AMA ‘sat like a moo cow’ while GP surgeries corporatised: Guild


black and white cow staring at camera

An AMA state councillor has attacked what it calls the “open secret” of complex pharmacy ownership structures, as well as discount chains and alternative therapies

Writing on the AMA WA’s blog, state branch councillor Dr Michael Page has claimed that the Pharmacy Guild’s stance on pharmacist ownership – that it ensures maintenance of professional standards – is undermined by less-than-transparent ownership structures.

“Where the Guild has harmed the broader pharmacy profession, including its traditional independent pharmacy owner members, is in its silence and inaction on the rise of pharmacists who, through complex, opaque management agreements and equity structures allegedly hold controlling interests in tens or even hundreds of pharmacies,” Dr Page writes. 

“This has been an open secret in the pharmacy industry for decades, but is rarely identified in official reports.”

He wrote that the recent review into the pharmacy sector in the state had “brought it to light”.

“The question becomes: does pharmacist-ownership guarantee the delivery of a high-quality service when a Western Australian pharmacy is (strongly rumoured to be) controlled by a likely non-practising pharmacist in another State who controls dozens of other pharmacies?

 “Further, if the pharmacy’s puppet master is purposely hidden, how can any kind of meaningful clinical governance be implemented to ensure the safe and accountable delivery of clinical services?”

Dr Page writes that the “de facto corporatisation” of pharmacy had facilitated “another phenomenon that the Guild has failed to meaningfully resist,” namely the rise in discount pharmacies.

“These often unprofessional-appearing, low-service environments further undermine the Guild’s arguments against deregulation of pharmacy ownership.

 “In addition, it is patently self-evident that unproven and alternative therapies have found a firm foothold in community pharmacies as a rule, rather than an exception.”

Singling out Chemist Warehouse, Dr Page said that while the discount giant’s interests were “not entirely aligned” with those of the Guild, it has achieved such influence in the pharmacy sector that it has begun to lobby the Government to relax the location rules.

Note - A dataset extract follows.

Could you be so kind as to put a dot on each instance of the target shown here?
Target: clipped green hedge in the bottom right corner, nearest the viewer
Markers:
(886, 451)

“Such changes would represent an existential threat to many of the Guild’s members, who would face stiff competition from Chemist Warehouse outlets opening in their immediate vicinities, and would diminish the Guild’s standing,” writes Dr Page.

 “These trends in the pharmacy industry have been a slap in the face to many hard-working, professional employed pharmacists who increasingly face poor working conditions and uncertain futures, as well as those independent pharmacy owners attempting to deliver high-quality pharmaceutical services.”

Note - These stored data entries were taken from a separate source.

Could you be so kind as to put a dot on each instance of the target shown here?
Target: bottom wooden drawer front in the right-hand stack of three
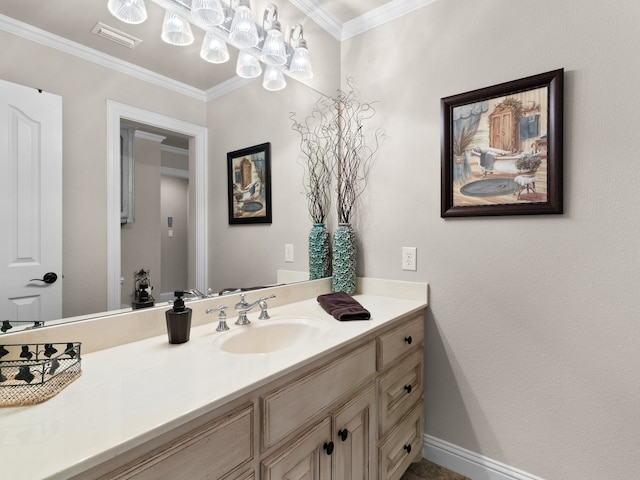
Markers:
(402, 446)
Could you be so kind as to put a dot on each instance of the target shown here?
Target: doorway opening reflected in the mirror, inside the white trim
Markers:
(154, 235)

These trends undermine the credibility of pharmacy when it comes to the delivery of expanded clinical services, Dr Page claims.

“The Pharmacy Guild may ultimately have cause to regret its inaction on the degradation of professionalism in community pharmacy.”

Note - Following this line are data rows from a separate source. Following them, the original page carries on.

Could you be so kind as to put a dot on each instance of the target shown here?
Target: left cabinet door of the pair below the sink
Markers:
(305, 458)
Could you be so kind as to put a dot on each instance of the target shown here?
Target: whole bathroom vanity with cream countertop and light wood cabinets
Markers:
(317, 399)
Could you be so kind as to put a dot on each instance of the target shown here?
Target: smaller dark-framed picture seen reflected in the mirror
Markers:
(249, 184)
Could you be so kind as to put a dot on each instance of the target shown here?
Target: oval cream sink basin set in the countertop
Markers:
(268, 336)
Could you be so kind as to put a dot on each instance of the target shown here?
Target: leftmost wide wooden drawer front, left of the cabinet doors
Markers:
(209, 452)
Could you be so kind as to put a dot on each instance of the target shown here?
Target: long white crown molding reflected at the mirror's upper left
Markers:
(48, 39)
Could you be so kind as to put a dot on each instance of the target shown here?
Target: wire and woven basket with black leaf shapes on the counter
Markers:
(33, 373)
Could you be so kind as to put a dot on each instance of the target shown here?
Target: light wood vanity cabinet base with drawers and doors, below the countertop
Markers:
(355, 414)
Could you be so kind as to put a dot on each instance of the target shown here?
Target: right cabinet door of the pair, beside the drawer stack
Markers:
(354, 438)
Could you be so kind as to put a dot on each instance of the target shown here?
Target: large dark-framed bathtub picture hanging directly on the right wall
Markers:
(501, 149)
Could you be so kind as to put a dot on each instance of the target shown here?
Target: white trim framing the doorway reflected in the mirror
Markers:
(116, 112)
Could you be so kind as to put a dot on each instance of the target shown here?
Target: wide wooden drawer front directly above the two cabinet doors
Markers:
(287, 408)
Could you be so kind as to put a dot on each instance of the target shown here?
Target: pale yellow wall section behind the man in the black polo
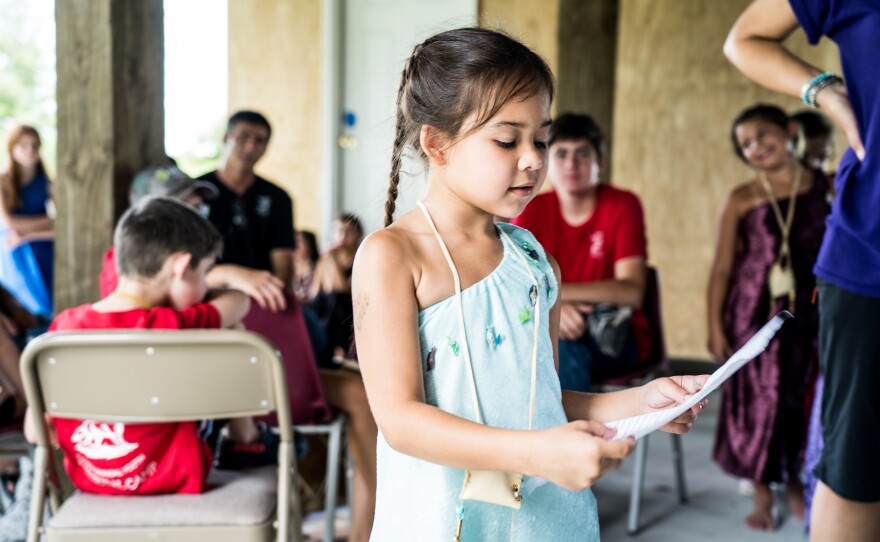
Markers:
(275, 67)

A spokesperson for the Pharmacy Guild told the AJP that the organisation believes the pharmacy ownership laws in all States and Territories should be rigorously enforced because they are in the best interests of consumers. 

“Far from being complacent about pharmacy ownership laws, the Guild urges all jurisdictions to ensure those laws are enforced,” the spokesperson said.

“The pity for the AMA is that it sat like a moo cow watching the passing traffic as medical practices all over Australia have been corporatised – reducing levels of service, and condemning many GPs to be mere cogs in the corporate wheel.”